La vague ne s’arrête pas là. Les mouvements eurosceptiques et anti-immigration AFD en Allemagne et Parti pour la Liberté – qui n’a de liberté que le nom – aux Pays-Bas ne cessent de progresser dans l’opinion de leur pays. En France, le Front National a longtemps caracolé en tête des sondages. Cette culture des murailles est-elle une fatalité ? Cette montée des populismes ne traduit-elle pas au contraire une soif irrationnelle – et paradoxale – d’oxygène, même si ces partis ont tout sauf notre liberté en tête ? Après tout, les populistes ne sont pas les premiers coupables. Les prédécesseurs de Donald Trump ont mené plusieurs guerres dans des régions où ils n’avaient rien à faire, engendrant une haine de l’Occident, et laissant s’opérer – certes malgré eux – des massacres de civils voire des génocides, ils ont construit Guantanamo, soutenu l’Arabie saoudite, instauré le Patriot Act et violé les droits de leurs propres citoyens ainsi que ceux des Européens (qui n’ont hélas pas réagi).

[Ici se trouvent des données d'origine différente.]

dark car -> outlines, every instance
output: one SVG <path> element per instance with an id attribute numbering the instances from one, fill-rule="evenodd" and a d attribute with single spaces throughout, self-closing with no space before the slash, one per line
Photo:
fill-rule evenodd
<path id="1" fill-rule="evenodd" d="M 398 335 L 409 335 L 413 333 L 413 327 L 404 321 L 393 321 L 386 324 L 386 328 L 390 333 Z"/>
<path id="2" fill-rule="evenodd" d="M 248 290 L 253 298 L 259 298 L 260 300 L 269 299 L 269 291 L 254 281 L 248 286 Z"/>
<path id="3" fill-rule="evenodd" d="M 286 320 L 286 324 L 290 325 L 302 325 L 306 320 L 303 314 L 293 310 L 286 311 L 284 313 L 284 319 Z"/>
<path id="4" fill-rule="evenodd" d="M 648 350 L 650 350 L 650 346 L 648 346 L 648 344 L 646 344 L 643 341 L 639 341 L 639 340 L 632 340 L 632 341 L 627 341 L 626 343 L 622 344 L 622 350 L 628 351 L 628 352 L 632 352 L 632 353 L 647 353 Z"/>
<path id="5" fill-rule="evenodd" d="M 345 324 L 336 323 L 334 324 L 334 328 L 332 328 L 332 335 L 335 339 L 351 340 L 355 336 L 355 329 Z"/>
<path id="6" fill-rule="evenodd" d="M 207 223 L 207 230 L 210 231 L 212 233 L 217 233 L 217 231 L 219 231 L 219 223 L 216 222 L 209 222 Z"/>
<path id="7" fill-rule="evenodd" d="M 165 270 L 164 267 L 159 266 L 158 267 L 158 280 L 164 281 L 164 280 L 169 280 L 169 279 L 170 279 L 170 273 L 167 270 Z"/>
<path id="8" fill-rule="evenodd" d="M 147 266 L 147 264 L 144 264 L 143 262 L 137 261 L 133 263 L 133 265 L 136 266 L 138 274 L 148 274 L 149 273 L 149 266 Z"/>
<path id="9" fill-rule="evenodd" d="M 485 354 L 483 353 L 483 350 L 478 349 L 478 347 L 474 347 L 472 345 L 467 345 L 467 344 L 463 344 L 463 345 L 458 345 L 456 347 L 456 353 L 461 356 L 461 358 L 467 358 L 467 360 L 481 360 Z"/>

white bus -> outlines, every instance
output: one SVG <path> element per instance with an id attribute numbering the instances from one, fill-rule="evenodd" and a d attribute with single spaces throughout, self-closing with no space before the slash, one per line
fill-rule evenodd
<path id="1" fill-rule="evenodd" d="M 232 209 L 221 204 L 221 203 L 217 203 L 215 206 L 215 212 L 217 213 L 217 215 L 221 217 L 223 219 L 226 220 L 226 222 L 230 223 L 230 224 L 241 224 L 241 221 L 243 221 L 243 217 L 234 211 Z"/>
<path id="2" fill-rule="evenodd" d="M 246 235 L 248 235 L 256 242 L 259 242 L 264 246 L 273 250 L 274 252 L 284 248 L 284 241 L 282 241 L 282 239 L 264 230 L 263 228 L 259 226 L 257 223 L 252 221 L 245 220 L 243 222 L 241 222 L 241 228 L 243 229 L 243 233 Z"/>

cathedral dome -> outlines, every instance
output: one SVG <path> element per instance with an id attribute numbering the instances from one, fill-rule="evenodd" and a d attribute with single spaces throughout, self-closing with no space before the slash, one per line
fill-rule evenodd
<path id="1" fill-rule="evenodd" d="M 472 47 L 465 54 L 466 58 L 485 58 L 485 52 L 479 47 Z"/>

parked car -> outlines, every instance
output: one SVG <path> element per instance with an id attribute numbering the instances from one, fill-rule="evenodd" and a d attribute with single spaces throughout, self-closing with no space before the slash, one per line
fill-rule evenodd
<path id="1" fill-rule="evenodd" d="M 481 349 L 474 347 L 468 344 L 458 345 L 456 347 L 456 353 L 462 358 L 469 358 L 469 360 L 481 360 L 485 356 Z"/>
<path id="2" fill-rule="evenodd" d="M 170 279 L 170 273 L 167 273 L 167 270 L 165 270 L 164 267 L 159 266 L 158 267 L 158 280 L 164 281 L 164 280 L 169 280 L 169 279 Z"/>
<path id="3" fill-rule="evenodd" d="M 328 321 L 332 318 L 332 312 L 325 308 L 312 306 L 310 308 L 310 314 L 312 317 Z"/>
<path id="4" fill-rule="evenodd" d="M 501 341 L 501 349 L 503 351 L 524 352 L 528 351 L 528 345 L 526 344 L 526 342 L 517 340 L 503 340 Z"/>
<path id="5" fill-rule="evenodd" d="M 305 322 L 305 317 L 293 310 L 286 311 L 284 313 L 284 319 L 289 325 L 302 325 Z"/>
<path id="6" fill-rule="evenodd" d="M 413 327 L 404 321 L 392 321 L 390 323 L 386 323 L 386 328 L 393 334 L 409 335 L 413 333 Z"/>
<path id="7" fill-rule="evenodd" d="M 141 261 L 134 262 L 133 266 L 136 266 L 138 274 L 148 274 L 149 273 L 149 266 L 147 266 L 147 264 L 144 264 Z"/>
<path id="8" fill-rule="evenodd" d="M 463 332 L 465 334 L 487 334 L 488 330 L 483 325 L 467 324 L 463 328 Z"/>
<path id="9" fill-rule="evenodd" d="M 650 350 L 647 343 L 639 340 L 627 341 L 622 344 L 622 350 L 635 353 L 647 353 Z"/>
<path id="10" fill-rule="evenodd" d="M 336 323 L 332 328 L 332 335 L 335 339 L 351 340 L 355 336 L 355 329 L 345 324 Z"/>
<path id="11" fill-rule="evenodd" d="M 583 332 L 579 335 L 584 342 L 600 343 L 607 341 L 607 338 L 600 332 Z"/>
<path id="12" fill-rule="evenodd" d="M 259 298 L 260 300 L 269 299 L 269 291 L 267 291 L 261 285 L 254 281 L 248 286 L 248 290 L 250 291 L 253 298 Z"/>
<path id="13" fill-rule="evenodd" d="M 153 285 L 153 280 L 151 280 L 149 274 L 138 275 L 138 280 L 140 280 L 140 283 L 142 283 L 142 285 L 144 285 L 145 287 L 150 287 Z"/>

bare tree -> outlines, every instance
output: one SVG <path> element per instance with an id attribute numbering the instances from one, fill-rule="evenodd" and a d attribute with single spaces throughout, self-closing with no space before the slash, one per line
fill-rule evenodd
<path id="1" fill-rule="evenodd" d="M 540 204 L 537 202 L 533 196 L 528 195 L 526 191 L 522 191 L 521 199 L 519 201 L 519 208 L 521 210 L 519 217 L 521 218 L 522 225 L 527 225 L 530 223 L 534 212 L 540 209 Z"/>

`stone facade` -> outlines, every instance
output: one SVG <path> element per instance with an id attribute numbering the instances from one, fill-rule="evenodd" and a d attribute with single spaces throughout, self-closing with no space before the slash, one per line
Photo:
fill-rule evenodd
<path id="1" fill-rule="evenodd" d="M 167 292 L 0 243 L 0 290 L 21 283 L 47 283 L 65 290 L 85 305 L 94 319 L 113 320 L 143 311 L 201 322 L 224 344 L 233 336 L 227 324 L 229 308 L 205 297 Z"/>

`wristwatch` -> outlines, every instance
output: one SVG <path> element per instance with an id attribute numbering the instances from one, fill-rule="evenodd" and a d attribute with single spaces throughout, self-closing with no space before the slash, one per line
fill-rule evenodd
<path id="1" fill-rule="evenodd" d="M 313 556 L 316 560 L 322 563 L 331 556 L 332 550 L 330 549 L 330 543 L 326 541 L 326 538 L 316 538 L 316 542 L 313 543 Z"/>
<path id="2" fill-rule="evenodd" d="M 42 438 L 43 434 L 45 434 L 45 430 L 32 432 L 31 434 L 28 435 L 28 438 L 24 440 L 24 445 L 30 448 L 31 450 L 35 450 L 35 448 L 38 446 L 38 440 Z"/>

Les gouvernements français successifs n’ont pas été les derniers à s’attaquer à nos libertés. Tous, de droite comme de gauche, violent depuis longtemps et sans scrupule les droits des Français qu’ils sont censés protéger. Nos comptes bancaires ont été placés sous étroite surveillance tandis que nous avons subi, dorénavant pieds et poings liés, une hausse massive et ininterrompue de la pression fiscale pour financer l’incurie budgétaire des administrations publiques. Un empilement de lois et règlementations astucieusement promues comme outils de lutte anti-terroriste permet à des administrations – dont certains anciens patrons actuellement poursuivis semblent loin d’avoir consacré leur vie à l’intérêt général – de lire nos mails, d’écouter nos conversations téléphoniques, de placer des caméras à notre domicile et de nous pister sans cadre judiciaire particulier. Vous êtes militant politique ou syndicaliste ? Tremblez, vous êtes sans doute fiché S. Avocat ou journaliste ? Le secret professionnel de votre profession est de plus en plus chimérique. Mais combien de voix se sont élevées pour s’en plaindre à l’Assemblée nationale ?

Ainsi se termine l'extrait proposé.